“Coba Pak, si Meta bilang LGBT itu bukan penyakit.” Kata dokter umum pada manager klinik. “Saya jadi curiga. Dia ni umur segitu belum nikah, punya pacar juga enggak. ”
Sebelum Pak manajer datang, aku dan dokter sedang berbincang mengenai obat-obatan yang kemudian tidak tau berawal dari mana tiba-tiba aku bercerita tentang isu surat dari dokter jiwa di Amerika untuk ikatan dokter jiwa di Indonesia.
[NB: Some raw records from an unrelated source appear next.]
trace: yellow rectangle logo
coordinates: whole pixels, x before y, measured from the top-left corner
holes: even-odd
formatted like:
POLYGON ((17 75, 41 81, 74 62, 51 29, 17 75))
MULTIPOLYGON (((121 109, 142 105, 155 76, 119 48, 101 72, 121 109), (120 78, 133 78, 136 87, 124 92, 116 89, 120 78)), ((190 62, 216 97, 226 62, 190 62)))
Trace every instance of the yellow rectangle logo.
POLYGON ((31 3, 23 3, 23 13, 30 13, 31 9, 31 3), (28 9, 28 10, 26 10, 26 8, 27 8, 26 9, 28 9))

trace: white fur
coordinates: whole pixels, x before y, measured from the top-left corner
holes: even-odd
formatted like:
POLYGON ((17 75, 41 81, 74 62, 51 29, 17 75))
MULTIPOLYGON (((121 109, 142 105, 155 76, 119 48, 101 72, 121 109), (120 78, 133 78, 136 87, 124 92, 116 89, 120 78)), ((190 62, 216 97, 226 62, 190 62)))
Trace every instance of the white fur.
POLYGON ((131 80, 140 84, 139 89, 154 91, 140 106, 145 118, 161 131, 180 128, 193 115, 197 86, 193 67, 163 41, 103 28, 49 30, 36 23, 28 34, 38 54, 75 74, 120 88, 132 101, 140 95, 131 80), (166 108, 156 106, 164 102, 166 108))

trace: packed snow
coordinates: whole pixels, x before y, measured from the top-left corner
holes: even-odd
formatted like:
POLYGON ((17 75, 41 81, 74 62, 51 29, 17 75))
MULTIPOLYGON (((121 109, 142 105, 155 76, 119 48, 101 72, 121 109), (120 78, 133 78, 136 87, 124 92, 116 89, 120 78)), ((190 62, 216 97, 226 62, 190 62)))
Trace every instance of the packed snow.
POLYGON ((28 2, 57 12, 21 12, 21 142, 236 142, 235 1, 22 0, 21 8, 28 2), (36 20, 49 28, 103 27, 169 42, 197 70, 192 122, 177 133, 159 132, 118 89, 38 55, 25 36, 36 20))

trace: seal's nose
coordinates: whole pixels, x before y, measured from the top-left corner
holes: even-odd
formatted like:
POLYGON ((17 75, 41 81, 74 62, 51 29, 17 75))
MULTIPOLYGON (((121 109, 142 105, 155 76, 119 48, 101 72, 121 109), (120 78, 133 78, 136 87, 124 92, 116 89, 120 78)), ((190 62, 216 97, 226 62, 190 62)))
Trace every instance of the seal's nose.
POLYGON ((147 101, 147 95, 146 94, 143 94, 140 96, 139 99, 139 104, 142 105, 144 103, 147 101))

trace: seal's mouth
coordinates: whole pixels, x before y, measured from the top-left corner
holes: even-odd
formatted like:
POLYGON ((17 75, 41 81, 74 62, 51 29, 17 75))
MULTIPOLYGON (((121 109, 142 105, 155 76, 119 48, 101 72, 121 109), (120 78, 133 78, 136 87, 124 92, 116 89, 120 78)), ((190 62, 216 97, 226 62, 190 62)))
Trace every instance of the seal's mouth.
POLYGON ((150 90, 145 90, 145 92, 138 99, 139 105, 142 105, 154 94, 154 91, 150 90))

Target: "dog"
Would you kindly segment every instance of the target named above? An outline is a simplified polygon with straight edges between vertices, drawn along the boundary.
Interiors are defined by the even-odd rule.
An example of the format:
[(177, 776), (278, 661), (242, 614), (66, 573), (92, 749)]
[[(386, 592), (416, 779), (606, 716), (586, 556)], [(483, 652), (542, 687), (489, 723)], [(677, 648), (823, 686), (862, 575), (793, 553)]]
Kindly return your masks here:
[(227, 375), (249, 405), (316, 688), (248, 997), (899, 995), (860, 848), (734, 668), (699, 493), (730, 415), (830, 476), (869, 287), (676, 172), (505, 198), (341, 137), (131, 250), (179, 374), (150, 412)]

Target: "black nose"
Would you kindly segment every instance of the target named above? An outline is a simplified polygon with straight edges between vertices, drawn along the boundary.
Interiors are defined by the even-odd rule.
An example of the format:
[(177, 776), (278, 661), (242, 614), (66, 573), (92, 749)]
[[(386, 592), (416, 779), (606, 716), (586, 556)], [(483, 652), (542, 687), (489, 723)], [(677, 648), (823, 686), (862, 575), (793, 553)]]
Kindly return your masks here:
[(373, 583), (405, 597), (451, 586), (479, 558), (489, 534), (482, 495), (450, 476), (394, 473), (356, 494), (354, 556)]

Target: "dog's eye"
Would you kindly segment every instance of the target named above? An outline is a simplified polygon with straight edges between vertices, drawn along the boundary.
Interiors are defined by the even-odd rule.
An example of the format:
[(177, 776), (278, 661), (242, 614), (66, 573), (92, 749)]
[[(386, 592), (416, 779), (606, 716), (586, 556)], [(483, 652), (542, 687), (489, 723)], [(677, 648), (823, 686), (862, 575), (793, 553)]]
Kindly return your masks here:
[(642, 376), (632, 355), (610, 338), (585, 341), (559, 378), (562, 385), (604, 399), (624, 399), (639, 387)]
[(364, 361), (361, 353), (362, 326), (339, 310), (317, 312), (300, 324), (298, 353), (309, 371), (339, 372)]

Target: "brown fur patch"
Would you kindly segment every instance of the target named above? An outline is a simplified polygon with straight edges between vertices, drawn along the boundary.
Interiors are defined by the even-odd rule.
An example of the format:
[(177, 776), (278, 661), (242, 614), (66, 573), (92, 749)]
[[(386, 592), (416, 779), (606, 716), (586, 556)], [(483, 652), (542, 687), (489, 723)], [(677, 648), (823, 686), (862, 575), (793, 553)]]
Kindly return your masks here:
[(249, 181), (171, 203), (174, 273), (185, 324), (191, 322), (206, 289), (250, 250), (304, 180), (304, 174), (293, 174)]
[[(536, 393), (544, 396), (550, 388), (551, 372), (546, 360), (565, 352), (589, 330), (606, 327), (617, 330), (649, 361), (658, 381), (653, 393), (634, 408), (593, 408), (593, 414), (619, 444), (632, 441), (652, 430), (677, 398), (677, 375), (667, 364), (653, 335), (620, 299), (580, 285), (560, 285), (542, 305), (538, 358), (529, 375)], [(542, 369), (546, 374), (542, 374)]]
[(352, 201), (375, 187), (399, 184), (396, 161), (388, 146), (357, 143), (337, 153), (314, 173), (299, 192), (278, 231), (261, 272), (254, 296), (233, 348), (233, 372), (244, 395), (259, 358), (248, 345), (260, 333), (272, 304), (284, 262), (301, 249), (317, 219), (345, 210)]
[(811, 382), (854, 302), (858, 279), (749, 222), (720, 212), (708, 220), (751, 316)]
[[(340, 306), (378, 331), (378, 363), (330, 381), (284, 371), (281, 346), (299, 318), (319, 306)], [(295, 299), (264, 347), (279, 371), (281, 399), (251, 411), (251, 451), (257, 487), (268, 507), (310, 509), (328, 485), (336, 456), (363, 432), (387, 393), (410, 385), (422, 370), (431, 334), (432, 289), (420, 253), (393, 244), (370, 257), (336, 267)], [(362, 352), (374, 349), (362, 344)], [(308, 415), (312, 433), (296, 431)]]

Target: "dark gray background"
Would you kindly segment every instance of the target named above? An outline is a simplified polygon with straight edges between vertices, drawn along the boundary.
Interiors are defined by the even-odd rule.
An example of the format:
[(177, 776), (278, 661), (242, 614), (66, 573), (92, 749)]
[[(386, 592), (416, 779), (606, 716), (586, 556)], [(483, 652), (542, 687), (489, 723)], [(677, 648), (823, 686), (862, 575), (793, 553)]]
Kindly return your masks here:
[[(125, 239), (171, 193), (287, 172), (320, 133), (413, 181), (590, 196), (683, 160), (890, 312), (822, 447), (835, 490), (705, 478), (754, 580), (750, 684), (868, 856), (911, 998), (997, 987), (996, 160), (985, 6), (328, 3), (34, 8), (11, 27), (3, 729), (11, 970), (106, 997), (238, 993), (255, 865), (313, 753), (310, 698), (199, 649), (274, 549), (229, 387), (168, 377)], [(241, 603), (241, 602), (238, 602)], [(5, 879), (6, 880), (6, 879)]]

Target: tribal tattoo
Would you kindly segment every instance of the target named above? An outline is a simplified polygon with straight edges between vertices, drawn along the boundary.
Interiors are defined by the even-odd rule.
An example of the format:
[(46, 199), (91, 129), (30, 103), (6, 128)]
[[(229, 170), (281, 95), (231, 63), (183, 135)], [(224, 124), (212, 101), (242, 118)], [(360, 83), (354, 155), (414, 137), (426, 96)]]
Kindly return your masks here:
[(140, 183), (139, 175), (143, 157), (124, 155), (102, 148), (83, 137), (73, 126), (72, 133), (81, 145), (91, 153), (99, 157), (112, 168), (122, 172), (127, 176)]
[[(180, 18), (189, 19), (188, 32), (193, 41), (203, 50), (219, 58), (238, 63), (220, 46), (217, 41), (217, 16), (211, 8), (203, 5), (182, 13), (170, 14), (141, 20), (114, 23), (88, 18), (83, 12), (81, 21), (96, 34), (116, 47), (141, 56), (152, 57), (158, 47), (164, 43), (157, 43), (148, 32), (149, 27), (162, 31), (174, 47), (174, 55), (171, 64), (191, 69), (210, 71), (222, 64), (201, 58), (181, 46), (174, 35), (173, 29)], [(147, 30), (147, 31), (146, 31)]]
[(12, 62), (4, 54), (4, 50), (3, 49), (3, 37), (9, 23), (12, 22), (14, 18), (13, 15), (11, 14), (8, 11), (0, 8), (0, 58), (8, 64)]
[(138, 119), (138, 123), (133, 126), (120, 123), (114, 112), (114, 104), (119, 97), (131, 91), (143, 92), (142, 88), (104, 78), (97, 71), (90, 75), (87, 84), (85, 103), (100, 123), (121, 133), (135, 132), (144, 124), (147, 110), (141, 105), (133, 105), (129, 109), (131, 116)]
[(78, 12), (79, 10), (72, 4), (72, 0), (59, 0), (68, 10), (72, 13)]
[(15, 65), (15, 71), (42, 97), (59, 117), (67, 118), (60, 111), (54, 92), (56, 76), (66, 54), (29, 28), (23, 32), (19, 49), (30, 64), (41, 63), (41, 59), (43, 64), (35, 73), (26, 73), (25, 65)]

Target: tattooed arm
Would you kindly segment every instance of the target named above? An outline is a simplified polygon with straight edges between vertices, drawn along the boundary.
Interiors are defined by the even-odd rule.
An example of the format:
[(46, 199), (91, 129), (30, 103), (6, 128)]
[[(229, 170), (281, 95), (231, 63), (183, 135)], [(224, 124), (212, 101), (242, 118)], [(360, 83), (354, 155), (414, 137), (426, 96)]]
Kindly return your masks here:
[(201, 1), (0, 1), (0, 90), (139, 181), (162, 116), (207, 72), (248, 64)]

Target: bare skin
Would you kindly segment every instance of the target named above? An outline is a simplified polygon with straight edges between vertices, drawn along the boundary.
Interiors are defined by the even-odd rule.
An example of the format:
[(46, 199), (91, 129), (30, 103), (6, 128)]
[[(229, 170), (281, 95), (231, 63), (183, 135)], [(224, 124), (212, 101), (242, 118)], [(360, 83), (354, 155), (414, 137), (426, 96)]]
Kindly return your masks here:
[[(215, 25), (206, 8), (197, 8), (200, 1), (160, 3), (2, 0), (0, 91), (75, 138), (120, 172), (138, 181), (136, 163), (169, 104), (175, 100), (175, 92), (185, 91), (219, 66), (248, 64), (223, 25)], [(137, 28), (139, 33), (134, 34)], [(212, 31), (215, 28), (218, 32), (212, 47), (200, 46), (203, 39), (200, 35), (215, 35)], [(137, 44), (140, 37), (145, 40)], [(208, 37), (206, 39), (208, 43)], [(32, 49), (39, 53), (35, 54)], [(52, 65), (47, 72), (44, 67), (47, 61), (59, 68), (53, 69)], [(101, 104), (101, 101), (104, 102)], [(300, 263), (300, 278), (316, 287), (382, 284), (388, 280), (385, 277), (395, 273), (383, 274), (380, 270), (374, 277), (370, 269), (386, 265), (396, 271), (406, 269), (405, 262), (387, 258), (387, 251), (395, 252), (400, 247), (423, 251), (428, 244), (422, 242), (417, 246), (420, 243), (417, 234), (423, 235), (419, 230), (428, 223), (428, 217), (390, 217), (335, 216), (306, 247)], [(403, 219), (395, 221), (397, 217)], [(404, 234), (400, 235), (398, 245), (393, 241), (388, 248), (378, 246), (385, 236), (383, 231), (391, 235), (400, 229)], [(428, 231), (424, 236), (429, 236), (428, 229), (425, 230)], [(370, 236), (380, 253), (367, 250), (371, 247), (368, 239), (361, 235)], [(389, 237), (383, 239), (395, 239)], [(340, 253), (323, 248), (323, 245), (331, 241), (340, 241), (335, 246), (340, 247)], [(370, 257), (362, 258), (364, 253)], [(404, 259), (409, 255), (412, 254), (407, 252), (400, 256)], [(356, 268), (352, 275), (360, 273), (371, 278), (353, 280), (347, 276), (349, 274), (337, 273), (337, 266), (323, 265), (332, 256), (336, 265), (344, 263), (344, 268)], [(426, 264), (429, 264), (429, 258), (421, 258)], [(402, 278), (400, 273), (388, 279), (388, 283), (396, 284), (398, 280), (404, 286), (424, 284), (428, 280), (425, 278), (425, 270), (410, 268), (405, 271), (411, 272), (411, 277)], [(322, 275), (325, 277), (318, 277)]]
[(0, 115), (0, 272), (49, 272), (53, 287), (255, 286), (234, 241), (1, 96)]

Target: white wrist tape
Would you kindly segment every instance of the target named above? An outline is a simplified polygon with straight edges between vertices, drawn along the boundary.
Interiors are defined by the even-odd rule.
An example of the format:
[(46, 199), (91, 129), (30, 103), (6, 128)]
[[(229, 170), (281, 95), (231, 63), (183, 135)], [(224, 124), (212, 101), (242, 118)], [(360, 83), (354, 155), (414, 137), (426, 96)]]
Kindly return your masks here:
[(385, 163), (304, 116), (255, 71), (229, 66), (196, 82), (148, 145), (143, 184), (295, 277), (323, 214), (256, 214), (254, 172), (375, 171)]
Buset dah si dokter, gue udeh ngomong panjang lebar. Dia salah tangkep coba.
“Ya Tuhan, saya kan cuma cerita itu ikatan dokter jiwa Indonesia disuratin sama Amerika. Yang orang Amerika itu mau ngoreksi omongannya Indonesia yang bilang LGBT itu mental disorder. Orang Amerika bilang kalau LGBT itu bukan mental disorder. Trus salah gue dimana?” tanyaku menggebu-gubu.
“Kieu Mei.” Kata manajer mencoba menengahi. “Kamu setuju gak sama LGBT?”
“Gue abstain.” Kataku.
“Gak bisa. Kamu harus punya sikap.” Kata manajer. "LGBT itu gak bener..."
“Masalahnya Pak, kita gak bisa mengesampingkan kalau mungkin memang ada lho orang yang punya bawaan menyimpang kayak gitu.” Kataku.
“Nah tu Pak, dia bilang mungkin emang ada orang yang bawaan LGBT.” Kata dokter lagi seolah menyerangku.
“Apa salahnya saya bilang kayak gitu?” tanyaku lagi.
Aku gak tau sih, ini antara aku yang terlalu banyak ketemu orang atau mereka yang terlalu baku. Dulu aku sempat ikut kegiatan di BKKBN Jogja dan aku banyak terlibat dengan orang-orang LGBT. Aku juga baca bukunya Dr. Dede Oetomo yang berjudul Memberi Suara Pada yang Bisu. Da emang ada orang yang bawaannya berperilaku menyimpang seperti itu.